それではさっそく例題を見ていきましょう。
〈問1〉銭湯の入浴料金は各都道府県によって異なりますが、大人料金が最も高額な地域は、①東京、②神奈川、③大阪、④福岡のうちどこ?
〈問2〉江戸の銭湯は1591年安土桃山時代に初めて誕生しましたが、その時の風呂は、①五右衛門風呂、②岩風呂、③木桶風呂、④蒸し風呂のうちどれ?
実際の問題は、選択形式、○×式、記述式などで出題されます。例題の答えは、
〈問1〉が②、〈問2〉が④となっています。
現在は4級から2級まであり、4級は自宅のパソコンで受験できますが、3級以上は東京の会場で試験を受ける形式です。
私は3級に合格し、今年2級に挑戦しましたが、難易度は高めと言っていいかもしれません。公式テキストがあるので、それさえ完璧に暗記すれば合格点に達することができると思いますが、冒頭の例題のような各地域の銭湯の入浴料や銭湯のゆるキャラの名前といった、公式テキスト範囲外の事項も含めて幅広い知識が求められます。
銭湯に詳しくなるメリットについて考えてみました。
疲労回復やリラックス効果など、銭湯の健康効果についてきちんと学べるのは大きな魅力の一つ。
私の場合、東京に出てきてからは行く機会が減りましたが、富山の実家にいた頃はよく家族で銭湯に出かけました。子供にとってはレジャー感覚でしたからね。「裸のつきあい」とはよく言ったもので、人脈作りという意味でも銭湯は最適の場かもしれません。

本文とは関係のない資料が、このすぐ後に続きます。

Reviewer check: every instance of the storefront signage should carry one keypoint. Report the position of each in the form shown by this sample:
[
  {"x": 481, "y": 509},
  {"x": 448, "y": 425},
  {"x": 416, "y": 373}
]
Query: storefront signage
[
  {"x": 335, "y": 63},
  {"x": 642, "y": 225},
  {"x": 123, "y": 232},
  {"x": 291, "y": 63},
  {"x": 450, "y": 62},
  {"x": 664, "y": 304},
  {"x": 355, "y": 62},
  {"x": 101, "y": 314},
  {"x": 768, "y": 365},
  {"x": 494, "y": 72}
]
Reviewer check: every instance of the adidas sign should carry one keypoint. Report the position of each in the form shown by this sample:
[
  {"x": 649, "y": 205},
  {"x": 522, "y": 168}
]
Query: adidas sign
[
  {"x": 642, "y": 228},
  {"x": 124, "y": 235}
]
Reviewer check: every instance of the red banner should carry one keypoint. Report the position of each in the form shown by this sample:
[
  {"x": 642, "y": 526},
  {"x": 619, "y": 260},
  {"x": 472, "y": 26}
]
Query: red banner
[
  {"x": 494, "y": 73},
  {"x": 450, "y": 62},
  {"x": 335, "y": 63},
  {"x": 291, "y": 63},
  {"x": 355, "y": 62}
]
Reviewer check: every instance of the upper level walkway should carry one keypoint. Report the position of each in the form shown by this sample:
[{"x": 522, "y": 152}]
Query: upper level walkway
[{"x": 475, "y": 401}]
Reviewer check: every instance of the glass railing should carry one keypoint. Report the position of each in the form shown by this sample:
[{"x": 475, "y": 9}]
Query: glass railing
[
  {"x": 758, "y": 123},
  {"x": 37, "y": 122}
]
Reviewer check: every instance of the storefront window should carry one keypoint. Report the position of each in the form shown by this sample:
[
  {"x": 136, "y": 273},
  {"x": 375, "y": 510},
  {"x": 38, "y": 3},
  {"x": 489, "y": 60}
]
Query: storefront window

私が前職で知り合った人は、地方に転勤や出張になった時は、銭湯など地元の人が集う場所に赴いて人脈を広げる、と言っていました。もし全国各地の銭湯について詳しければ、話のツカミはバッチリです。
思い切って銭湯を開業するのもアリかもしれません。今から参入するのは無謀と思われるかもしれませんが、実は銭湯業界はアイデアしだいでまだまだ大きな可能性を秘めています。
例えば、コワーキングスペースとクラフトビールが飲めるバー、そして銭湯を融合させた「バスハウス」(渋谷区)。地域密着型の新聞を自作するなどの取り組みで、廃業寸前から売り上げを3倍に増やした「サウナの梅湯」(京都市)など成功例はいくらでもあります。
今後も銭湯という日本独特の文化は続いていくでしょうし、取っておいて損はない資格です。